Holmes began 2018 with the Indians. Pittsburgh promoted him to the major leagues on April 1 as the 26th man for their doubleheader against the Detroit Tigers, but he did not make an appearance and was optioned back to Indianapolis before being recalled once again on April 2. He made his major league debut on April 6 against the Cincinnati Reds, pitching two innings in which he gave up one run on two hits while striking out two and walking none. He was optioned to Indianapolis on April 13. In 2019 for Pittsburgh, Holmes registered a 5.58 ERA with 10.1 K/9 in 50 innings out of the bullpen.

In 2020 for the Pirates, Holmes only appeared in one game, pitching 1 1/3 scoreless innings against the St. Louis Cardinals in the season opener before being placed on the injured list on July 28 due to a right forearm strain and missing the remainder of the season. On December 2, Holmes was non-tendered by the Pirates. Holmes re-signed with the Pirates on a minor league contract on December 4.

On April 1, 2021, Holmes was selected to the 40-man roster. In 44 appearances for the Pirates, he pitched to a 4.93 ERA with 44 strikeouts in 42 innings.

===New York Yankees===
On July 26, 2021, the Pirates traded Holmes to the New York Yankees in exchange for Diego Castillo and Hoy Park. He made his Yankee debut against the Tampa Bay Rays, shutting down the batters in order. He posted a 1.61 ERA, 34 strikeouts and 0.79 WHIP in 28 innings with his new team. Overall, Holmes finished the season with an ERA of 3.60, a WHIP of 1.17 while striking out 78 batters in 70 innings. He was named American League Reliever of the Month in May, allowing no runs in 12 appearances.

Holmes became the team's closer in May 2022, when Aroldis Chapman went on the injured list. Holmes notched his 29th consecutive game without allowing a run on June 18, setting a new Yankees franchise record for consecutive scoreless appearances, breaking Mariano Rivera's record set in 1999. At that point, he had a 0.28 ERA in 32 innings. Holmes was one of six Yankees selected to the 2022 MLB All-Star Game. For the 2022 season, he had a 2.54 ERA and converted 20 saves in 25 chances.

Holmes finished the 2023 season with a 2.66 ERA and 24 saves in 27 chances.

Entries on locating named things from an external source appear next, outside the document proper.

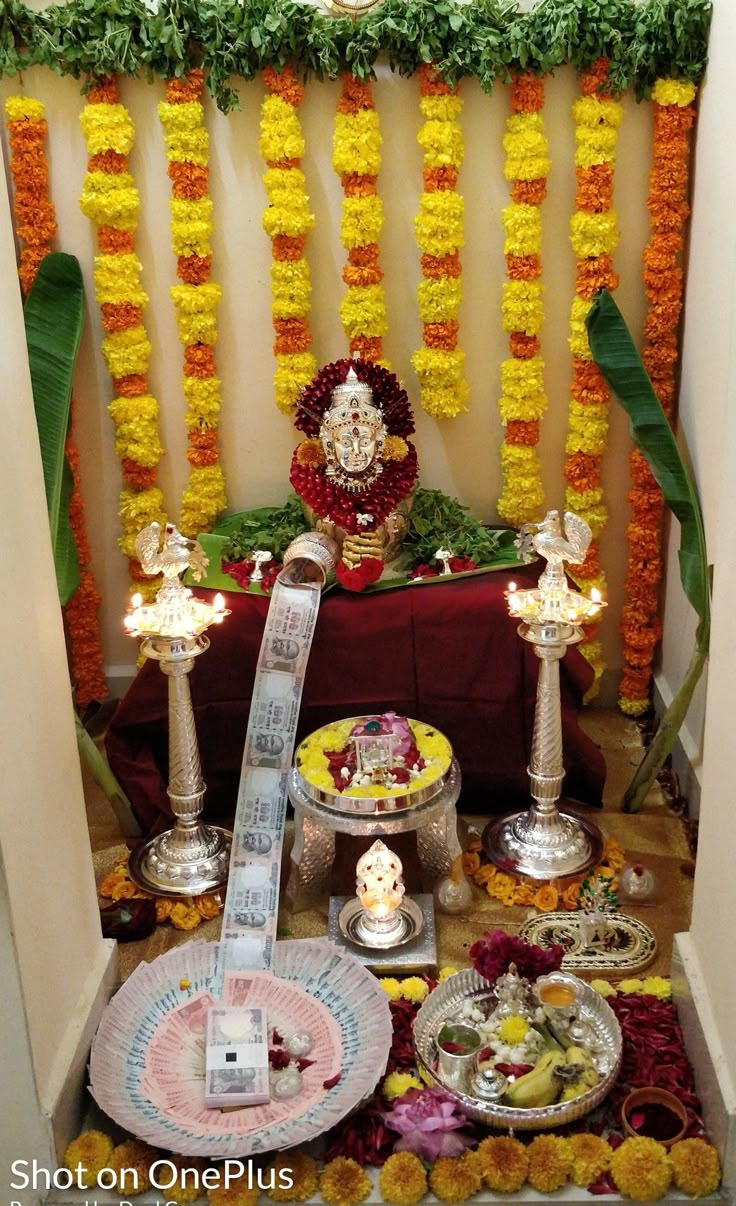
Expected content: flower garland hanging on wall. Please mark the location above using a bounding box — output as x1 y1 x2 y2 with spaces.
565 59 624 695
619 80 695 716
5 96 107 708
411 64 468 418
332 75 390 368
80 78 165 593
258 66 317 414
158 69 227 537
498 72 549 527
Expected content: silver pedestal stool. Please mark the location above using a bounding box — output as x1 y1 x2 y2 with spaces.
286 759 462 913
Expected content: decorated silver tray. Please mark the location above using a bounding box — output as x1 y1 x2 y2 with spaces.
290 716 458 816
414 968 621 1130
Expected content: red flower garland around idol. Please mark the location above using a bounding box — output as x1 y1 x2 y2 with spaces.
290 359 417 590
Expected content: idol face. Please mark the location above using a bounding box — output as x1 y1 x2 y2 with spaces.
334 423 375 474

In the 2024 season, Holmes did not give up an earned run until May 20, his 21st appearance of the year. He was named an All-Star for the second time. Holmes struggled midseason and was removed from the closer role after giving up a walk-off grand slam to the Texas Rangers on September 3, his MLB-leading 11th blown save of the season. He ended the season with a 3.14 ERA, 1.30 WHIP, 68 strikeouts, 30 saves and an MLB-high 13 blown saves.

=== New York Mets ===
On December 9, 2024, Holmes signed a three-year, $38 million contract with the New York Mets including an opt-out after the 2026 season. Plans were announced to convert him into a starting pitcher. After injuries to other pitchers, Holmes was named the Mets' Opening Day starter for the 2025 season. Holmes finished the year with a 12-8 record and 3.53 ERA and 129 strikeouts across 165 2/3 innings pitched.

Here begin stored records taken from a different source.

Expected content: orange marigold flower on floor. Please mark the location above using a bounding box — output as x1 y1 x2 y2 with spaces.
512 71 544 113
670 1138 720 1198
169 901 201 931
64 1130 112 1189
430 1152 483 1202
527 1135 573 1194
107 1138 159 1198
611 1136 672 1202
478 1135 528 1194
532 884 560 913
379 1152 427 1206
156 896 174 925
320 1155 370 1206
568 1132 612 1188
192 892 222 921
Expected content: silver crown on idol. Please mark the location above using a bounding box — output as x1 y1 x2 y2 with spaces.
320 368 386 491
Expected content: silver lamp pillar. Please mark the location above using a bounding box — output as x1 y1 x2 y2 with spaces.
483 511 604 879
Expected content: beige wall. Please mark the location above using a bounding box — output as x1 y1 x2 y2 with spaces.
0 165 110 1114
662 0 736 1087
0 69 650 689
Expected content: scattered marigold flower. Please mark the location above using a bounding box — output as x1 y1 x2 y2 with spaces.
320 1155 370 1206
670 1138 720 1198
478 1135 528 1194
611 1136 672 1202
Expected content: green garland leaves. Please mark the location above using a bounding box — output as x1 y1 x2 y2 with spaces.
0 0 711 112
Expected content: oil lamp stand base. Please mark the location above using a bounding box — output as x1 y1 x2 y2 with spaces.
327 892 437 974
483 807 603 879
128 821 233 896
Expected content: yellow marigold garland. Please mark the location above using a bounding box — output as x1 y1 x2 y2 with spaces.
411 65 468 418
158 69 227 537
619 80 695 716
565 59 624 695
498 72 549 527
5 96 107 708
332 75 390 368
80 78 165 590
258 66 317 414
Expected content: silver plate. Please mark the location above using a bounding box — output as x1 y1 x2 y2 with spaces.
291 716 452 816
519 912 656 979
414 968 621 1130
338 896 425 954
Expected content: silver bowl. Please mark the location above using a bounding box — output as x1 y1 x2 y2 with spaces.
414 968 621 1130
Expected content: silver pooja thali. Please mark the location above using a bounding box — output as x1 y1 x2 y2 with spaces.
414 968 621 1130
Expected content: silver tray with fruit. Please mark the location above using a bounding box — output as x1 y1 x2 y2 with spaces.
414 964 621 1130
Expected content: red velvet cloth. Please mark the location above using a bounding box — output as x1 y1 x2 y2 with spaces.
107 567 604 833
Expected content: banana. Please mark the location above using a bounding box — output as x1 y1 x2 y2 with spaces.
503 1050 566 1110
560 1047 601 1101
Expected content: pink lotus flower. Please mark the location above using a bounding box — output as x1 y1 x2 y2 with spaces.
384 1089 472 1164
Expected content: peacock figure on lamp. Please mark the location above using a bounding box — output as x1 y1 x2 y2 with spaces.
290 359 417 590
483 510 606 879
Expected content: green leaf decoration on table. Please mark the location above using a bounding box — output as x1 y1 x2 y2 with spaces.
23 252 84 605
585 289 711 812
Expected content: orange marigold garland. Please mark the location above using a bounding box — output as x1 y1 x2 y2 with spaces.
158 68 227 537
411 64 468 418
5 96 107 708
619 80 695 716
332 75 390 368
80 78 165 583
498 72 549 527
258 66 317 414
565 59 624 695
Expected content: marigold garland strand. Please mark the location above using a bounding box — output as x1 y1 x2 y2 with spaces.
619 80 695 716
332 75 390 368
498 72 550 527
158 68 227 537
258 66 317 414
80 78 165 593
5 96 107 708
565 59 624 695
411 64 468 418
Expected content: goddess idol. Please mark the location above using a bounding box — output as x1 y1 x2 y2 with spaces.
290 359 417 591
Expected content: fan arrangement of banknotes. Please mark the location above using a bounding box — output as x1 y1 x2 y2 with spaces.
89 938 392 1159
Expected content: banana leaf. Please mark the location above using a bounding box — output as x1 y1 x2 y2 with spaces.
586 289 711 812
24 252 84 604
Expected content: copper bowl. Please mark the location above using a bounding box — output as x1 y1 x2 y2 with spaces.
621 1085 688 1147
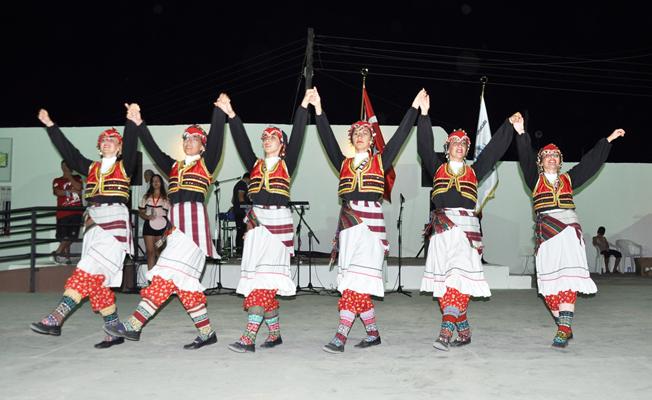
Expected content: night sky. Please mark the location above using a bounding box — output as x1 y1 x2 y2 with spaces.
5 0 652 163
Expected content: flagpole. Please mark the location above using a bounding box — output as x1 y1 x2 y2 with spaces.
360 68 369 121
480 75 489 99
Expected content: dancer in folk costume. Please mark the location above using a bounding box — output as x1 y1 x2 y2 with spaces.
31 105 138 349
312 90 426 353
514 112 625 348
417 93 515 351
105 95 226 350
220 89 314 353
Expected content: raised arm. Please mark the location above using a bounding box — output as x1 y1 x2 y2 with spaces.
285 89 315 176
473 113 521 182
215 93 258 170
568 129 625 189
510 113 539 190
310 88 344 171
417 94 441 177
382 89 428 170
204 93 226 174
127 104 175 176
38 109 92 175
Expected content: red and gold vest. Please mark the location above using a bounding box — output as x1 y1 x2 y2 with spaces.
168 158 212 195
337 153 385 196
532 174 575 212
431 163 478 203
84 161 130 200
247 159 290 198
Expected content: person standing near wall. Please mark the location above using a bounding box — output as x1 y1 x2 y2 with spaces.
30 104 138 348
105 95 225 350
52 160 84 264
417 96 520 351
138 170 170 270
514 118 625 348
311 89 426 354
231 172 251 255
220 89 315 353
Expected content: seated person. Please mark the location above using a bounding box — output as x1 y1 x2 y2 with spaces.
593 226 623 273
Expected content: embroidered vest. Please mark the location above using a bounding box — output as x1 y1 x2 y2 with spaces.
84 160 130 200
168 158 212 195
337 153 385 196
247 159 290 198
532 174 575 212
431 163 478 203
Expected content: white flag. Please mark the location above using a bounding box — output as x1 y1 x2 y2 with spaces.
473 96 498 213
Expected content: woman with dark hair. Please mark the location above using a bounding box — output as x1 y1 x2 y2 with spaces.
30 104 138 349
105 98 225 350
218 89 313 353
138 174 170 270
311 90 426 354
514 116 625 348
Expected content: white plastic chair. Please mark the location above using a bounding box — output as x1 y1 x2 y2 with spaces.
616 239 643 272
593 243 616 275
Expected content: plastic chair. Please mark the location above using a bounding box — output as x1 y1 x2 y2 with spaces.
616 239 643 272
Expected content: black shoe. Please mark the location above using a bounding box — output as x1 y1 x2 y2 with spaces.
354 336 380 349
227 341 256 353
183 332 217 350
321 343 344 354
93 337 125 349
29 322 61 336
104 322 140 341
432 336 450 351
450 336 471 347
260 336 283 349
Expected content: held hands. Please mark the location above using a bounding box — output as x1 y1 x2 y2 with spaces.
125 103 143 125
509 112 525 135
301 88 315 108
412 89 430 115
38 108 54 128
213 93 235 118
607 128 625 143
306 87 323 115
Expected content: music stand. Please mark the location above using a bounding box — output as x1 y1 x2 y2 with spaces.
204 176 240 295
387 193 412 297
289 201 325 294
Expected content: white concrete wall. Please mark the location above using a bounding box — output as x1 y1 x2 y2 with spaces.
0 123 652 273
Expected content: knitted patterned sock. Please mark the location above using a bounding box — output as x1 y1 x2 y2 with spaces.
552 311 573 346
100 305 120 342
240 306 265 345
360 308 380 342
265 308 281 342
124 297 158 332
41 295 79 326
455 311 471 340
331 310 355 346
439 306 460 340
186 303 213 341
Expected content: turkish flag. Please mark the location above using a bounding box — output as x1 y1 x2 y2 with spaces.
362 86 396 203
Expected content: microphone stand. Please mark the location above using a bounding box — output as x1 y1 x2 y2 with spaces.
290 204 324 294
387 193 412 297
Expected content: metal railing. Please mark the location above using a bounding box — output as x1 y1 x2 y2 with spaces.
0 207 145 293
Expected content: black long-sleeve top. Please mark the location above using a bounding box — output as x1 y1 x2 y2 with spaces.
417 115 514 210
229 106 308 206
516 132 611 190
138 107 226 204
46 120 138 203
316 107 418 201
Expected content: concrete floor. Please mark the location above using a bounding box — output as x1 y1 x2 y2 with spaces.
0 277 652 400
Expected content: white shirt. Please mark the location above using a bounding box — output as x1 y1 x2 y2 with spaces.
100 156 118 174
265 156 281 171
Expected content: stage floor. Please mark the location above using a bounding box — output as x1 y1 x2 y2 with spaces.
0 276 652 400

On May 15, 2026, while facing his former team, the New York Yankees, Holmes was hit in the right leg by a comebacker and left the game, which ended up being his final game as a Met. It was later revealed that his right leg had suffered a fractured fibula, which ruled him out for 6-to-8 weeks. Before this point, Holmes pitched to a 2.39 ERA on the season.

===Chicago Cubs===
On August 3, 2026, the Mets traded Holmes and Tyrone Taylor to the Chicago Cubs in exchange for Jefferson Rojas. On August 8, Holmes was activated from the injured list for his Cubs debut.